Po przeszło miesiącu od ustanowienia dna bessy amerykański S&P 500 dotarł do punktu, z którego teoretycznie mogłaby wystartować kolejna fala spadkowa, jeśli indeks nadal miałby uparcie kroczyć ścieżkami znanymi z lat 2008 bądź 2001 (dwie największe bessy ostatnich dekad). Trzymamy kciuki, by benchmark w którymś momencie zdołał oderwać się w końcu od tych historycznych analogii (przedsmak tego widzieliśmy już, co ciekawe, na naszym rodzimym rynku), choć scenariusz kontynuacji bessy pozostaje bez wątpienia jednym z możliwych.

W niedźwiedzie argumenty wpisuje się najnowszy odczyt popularnego indeksu wyprzedzającego (LEI) Conference Board.
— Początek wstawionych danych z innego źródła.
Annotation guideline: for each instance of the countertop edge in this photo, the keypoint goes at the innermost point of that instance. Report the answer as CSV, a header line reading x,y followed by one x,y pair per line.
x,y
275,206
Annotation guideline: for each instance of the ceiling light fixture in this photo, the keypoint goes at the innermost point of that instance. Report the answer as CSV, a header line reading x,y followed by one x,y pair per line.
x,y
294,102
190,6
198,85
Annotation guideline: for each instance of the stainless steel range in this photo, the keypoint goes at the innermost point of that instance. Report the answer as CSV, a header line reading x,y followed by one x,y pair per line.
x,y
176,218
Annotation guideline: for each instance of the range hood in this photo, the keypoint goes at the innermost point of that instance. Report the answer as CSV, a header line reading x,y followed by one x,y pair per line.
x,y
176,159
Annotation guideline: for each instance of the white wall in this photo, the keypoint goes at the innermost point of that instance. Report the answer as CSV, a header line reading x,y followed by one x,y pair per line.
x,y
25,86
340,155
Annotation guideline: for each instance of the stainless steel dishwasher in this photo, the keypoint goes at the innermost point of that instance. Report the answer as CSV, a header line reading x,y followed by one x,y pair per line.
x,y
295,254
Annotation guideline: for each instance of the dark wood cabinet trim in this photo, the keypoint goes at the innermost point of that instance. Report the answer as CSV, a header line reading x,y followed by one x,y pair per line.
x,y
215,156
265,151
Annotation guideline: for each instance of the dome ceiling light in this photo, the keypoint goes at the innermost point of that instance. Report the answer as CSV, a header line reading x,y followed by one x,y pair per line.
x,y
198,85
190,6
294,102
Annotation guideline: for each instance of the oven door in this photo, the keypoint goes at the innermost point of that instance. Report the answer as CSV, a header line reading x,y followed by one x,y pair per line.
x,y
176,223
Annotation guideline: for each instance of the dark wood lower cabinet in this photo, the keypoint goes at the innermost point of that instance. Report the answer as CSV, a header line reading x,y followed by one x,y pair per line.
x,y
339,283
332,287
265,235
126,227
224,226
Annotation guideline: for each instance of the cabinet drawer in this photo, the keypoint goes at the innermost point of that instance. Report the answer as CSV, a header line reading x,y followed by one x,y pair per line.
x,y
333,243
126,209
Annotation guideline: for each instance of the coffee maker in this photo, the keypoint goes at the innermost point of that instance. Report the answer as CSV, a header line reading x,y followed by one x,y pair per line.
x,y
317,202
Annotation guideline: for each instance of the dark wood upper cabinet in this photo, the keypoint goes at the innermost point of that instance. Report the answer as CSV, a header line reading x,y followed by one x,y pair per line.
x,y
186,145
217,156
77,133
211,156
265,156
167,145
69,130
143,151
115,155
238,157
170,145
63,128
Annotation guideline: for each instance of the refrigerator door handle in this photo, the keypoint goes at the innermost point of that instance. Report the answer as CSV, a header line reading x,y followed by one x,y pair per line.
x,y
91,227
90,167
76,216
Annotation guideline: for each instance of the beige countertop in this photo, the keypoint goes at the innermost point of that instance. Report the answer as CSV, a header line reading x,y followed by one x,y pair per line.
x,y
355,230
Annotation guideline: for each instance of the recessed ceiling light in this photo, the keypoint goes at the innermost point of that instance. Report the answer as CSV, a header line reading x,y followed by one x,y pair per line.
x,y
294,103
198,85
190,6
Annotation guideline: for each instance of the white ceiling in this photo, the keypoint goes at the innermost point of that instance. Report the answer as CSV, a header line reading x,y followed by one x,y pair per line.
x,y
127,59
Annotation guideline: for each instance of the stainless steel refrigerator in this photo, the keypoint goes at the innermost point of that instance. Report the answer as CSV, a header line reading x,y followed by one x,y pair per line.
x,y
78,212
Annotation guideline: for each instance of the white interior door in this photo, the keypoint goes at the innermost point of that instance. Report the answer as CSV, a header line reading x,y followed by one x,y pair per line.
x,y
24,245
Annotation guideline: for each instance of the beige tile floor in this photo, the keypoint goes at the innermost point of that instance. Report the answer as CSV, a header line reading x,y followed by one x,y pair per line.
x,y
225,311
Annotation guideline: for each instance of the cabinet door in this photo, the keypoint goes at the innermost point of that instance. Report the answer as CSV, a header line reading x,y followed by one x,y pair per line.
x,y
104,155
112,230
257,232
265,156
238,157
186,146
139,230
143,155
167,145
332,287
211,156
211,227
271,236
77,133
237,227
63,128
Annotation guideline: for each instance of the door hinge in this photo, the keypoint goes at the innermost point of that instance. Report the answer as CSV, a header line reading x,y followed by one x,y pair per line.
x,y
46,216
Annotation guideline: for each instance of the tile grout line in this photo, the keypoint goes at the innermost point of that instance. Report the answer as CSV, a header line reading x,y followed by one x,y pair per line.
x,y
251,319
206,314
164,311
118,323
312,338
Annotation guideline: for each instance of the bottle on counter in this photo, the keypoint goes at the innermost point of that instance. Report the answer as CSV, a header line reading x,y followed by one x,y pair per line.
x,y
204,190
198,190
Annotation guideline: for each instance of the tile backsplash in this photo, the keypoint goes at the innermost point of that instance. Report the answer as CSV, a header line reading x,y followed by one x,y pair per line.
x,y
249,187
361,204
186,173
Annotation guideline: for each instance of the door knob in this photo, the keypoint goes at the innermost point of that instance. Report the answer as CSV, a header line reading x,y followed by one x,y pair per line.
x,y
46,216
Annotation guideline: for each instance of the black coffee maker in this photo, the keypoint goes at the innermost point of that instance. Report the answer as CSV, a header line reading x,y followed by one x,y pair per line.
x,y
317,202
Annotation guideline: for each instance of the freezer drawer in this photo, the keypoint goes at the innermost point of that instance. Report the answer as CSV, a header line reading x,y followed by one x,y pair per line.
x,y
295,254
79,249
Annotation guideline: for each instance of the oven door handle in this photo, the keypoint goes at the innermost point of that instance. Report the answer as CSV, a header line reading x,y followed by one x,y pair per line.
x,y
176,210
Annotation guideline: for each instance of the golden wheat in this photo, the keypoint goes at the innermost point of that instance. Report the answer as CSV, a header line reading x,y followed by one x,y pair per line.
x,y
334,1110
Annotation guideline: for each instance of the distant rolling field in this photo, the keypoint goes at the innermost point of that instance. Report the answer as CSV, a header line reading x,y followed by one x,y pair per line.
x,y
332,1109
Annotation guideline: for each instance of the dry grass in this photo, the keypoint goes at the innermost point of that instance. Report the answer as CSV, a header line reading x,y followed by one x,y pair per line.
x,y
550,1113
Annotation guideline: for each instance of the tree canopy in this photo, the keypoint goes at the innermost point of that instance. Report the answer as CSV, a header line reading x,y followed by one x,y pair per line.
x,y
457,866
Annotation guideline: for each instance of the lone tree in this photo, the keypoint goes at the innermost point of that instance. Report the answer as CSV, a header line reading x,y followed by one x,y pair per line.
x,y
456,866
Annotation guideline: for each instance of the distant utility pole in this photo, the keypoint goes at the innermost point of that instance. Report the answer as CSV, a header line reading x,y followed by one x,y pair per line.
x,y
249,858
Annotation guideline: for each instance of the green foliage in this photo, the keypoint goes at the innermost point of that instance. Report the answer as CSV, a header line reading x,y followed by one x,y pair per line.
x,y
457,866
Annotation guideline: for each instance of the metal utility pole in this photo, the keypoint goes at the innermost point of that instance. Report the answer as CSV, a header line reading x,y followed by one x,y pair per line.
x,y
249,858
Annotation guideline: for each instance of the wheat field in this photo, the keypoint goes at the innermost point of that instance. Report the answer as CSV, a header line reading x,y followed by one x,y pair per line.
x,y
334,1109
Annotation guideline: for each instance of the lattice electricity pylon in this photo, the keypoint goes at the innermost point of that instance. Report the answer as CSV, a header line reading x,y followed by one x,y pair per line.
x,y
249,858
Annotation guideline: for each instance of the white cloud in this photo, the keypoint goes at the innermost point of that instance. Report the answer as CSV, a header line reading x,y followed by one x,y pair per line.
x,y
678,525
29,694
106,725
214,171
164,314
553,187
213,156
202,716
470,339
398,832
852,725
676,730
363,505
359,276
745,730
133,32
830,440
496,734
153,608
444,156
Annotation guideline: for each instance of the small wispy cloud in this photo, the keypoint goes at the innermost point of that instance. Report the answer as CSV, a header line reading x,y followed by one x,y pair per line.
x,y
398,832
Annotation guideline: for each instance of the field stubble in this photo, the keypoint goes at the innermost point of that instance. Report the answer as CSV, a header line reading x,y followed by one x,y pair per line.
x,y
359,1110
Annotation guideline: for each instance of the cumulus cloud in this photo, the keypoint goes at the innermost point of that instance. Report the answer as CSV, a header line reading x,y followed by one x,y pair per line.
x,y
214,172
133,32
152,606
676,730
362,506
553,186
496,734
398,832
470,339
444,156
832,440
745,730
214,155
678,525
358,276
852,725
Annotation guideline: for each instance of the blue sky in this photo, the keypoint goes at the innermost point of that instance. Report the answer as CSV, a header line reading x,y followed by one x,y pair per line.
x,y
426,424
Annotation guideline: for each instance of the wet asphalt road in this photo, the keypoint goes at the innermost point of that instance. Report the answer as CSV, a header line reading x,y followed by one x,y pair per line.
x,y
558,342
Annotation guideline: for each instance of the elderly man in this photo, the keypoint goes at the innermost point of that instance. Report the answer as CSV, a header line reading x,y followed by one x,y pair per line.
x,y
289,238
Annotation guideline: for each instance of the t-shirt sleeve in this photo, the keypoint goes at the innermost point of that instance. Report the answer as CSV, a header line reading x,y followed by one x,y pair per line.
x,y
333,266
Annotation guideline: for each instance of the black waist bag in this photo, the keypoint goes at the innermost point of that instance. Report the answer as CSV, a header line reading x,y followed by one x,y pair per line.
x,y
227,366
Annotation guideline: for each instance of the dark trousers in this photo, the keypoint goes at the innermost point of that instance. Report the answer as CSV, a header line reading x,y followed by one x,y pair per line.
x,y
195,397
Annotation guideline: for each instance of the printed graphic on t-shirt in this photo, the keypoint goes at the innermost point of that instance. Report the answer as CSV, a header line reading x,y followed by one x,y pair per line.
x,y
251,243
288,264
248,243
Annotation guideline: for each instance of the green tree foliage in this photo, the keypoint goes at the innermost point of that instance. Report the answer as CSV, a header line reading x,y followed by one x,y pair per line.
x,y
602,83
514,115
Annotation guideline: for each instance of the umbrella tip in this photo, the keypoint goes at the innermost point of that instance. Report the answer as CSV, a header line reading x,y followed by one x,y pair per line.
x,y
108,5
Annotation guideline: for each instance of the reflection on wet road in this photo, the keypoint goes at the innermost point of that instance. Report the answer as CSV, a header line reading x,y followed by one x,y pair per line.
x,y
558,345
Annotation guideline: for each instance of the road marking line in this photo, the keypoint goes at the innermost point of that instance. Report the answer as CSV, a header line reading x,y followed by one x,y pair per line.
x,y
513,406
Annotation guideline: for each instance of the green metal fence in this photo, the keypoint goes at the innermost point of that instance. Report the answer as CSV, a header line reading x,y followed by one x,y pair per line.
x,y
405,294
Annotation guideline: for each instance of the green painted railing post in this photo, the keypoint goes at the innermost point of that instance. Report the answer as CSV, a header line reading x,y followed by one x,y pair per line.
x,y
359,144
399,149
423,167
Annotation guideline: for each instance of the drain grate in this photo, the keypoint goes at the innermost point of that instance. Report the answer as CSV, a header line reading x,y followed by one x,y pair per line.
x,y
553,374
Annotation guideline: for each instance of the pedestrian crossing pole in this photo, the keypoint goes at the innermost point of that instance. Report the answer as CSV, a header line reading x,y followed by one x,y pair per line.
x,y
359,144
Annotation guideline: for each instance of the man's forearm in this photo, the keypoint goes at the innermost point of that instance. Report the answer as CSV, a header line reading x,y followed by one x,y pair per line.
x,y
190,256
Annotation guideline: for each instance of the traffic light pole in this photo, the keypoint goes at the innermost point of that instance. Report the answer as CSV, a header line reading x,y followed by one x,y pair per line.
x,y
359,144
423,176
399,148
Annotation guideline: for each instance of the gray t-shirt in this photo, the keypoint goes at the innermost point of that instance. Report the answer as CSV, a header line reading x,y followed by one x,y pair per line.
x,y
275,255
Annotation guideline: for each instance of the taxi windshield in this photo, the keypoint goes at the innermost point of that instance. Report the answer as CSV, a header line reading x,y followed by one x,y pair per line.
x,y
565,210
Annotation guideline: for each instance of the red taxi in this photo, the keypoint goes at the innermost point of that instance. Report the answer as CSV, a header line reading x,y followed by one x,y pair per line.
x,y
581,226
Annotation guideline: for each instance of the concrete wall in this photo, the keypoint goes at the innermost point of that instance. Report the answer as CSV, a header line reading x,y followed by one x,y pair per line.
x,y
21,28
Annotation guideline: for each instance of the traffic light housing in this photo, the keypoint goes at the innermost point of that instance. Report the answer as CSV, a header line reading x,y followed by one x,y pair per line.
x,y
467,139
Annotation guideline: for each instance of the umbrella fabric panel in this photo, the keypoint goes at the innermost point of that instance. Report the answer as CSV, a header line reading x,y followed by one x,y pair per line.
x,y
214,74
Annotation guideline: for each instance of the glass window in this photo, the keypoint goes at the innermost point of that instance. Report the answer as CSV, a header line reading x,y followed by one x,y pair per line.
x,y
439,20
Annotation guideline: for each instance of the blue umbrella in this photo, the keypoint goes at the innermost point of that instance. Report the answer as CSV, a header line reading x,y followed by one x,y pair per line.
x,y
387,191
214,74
Jego spadek trwający od ośmiu miesięcy przy jednoczesnym obniżaniu się 12-miesięcznej dynamiki na coraz bardziej ujemne poziomy to wg historycznych wzorców mocne sygnały ostrzegające przed nadciągającą recesją. Warto wspomnieć, że szczyt LEI wypadł w lutym, czyli dwa miesiące po szczycie S&P 500. Pocieszać się można tym, że również dołki na Wall Street kształtowały się nieco wcześniej niż analogiczne dołki LEI, natomiast obecny spadek tego wskaźnika nie wygląda jeszcze na bardzo zaawansowany z historycznego punktu widzenia.

Co na to byki? Mogą powoływać się na najnowszy, globalny sondaż Bank of America wśród zarządzających funduszami, z którego wynika dominujący strach przed recesją.